When dealing with similar activity in his church, Jeb Barr, pastor of First Baptist Church of Elm Mott, Tex., dissuaded his congregants from engaging with conspiracy theories. “Christians are meant to be agents of hope, to be peacemakers; the Bible says we’re not to be quarrelsome,” said Barr in the same interview. “We’re not to be the ones spreading fear and division and anger.” Barr taught critical thinking skills to his congregation and provided credible news sources.
While media reports talk about white evangelical Christians as a recruiting ground for conspiracy theory groups, most Christian clergy do not emphasize such ideas. Moreover, our analyses of Pew Research Center data from 2020 and 2021 provide considerable evidence that most individuals are more likely to challenge the conspiracy theories and QAnon ideas when they attend places of worship where clergy emphasize racial justice, democracy, and scientific reasoning. Of worship attendees who heard sermons supporting Black Lives Matter, 83 percent said QAnon is bad for the nation, according to Pew. Of those who heard preaching that identified Donald Trump’s claims about election fraud as false, 64 percent held a “very unfavorable” view of QAnon.

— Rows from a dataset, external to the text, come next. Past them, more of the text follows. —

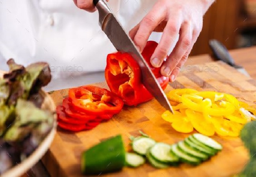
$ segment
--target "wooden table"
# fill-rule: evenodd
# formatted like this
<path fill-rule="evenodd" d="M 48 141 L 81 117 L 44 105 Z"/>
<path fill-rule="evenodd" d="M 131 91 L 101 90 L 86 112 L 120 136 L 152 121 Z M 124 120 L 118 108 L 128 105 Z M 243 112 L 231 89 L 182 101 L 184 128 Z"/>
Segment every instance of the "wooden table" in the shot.
<path fill-rule="evenodd" d="M 236 63 L 244 66 L 252 77 L 256 79 L 256 70 L 254 69 L 254 67 L 256 66 L 256 47 L 234 50 L 231 51 L 230 53 Z M 211 62 L 212 61 L 212 59 L 208 55 L 189 57 L 185 65 L 183 72 L 186 72 L 186 71 L 187 71 L 186 70 L 189 69 L 189 67 L 192 65 Z M 182 73 L 181 74 L 182 74 Z M 24 177 L 27 176 L 28 175 L 36 177 L 48 176 L 48 175 L 45 173 L 45 170 L 43 166 L 39 163 L 36 166 L 35 168 L 33 168 L 32 170 L 29 171 L 28 174 L 25 174 Z M 40 175 L 35 175 L 35 174 Z"/>

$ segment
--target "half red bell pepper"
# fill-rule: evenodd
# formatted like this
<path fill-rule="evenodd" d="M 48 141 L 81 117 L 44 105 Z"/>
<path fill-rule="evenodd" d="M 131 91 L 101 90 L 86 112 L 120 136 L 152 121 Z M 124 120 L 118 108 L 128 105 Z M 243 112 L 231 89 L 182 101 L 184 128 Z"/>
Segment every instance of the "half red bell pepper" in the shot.
<path fill-rule="evenodd" d="M 142 55 L 160 84 L 165 89 L 168 85 L 168 77 L 161 75 L 160 68 L 154 67 L 150 59 L 158 44 L 148 41 Z M 153 98 L 141 81 L 141 71 L 138 63 L 128 53 L 118 52 L 107 57 L 105 76 L 110 90 L 121 97 L 128 105 L 136 105 Z"/>
<path fill-rule="evenodd" d="M 122 99 L 115 94 L 93 85 L 70 88 L 69 97 L 77 111 L 97 116 L 107 114 L 105 118 L 119 113 L 124 105 Z"/>

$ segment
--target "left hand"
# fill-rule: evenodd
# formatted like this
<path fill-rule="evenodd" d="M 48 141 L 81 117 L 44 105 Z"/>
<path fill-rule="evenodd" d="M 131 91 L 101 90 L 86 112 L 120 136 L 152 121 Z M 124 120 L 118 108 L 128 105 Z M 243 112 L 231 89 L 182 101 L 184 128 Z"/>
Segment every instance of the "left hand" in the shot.
<path fill-rule="evenodd" d="M 174 81 L 202 30 L 203 16 L 214 0 L 159 0 L 129 35 L 141 52 L 153 31 L 163 31 L 150 59 L 159 68 L 179 34 L 178 41 L 161 69 Z"/>

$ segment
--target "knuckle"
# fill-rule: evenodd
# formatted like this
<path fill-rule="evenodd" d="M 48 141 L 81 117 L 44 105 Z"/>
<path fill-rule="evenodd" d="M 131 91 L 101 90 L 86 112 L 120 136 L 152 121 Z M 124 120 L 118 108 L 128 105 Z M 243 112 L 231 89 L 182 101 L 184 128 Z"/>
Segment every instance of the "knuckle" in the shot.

QAnon continues to pose a threat to democratic processes and to public health. Ongoing economic uncertainty and political polarization in the U.S. makes fertile ground for movements such as QAnon to emerge. That said, clergy and their pulpits have a critical role in encouraging Americans to think critically about conspiracy theories that damage our democracy and cloud our understanding that we are all created in God’s image.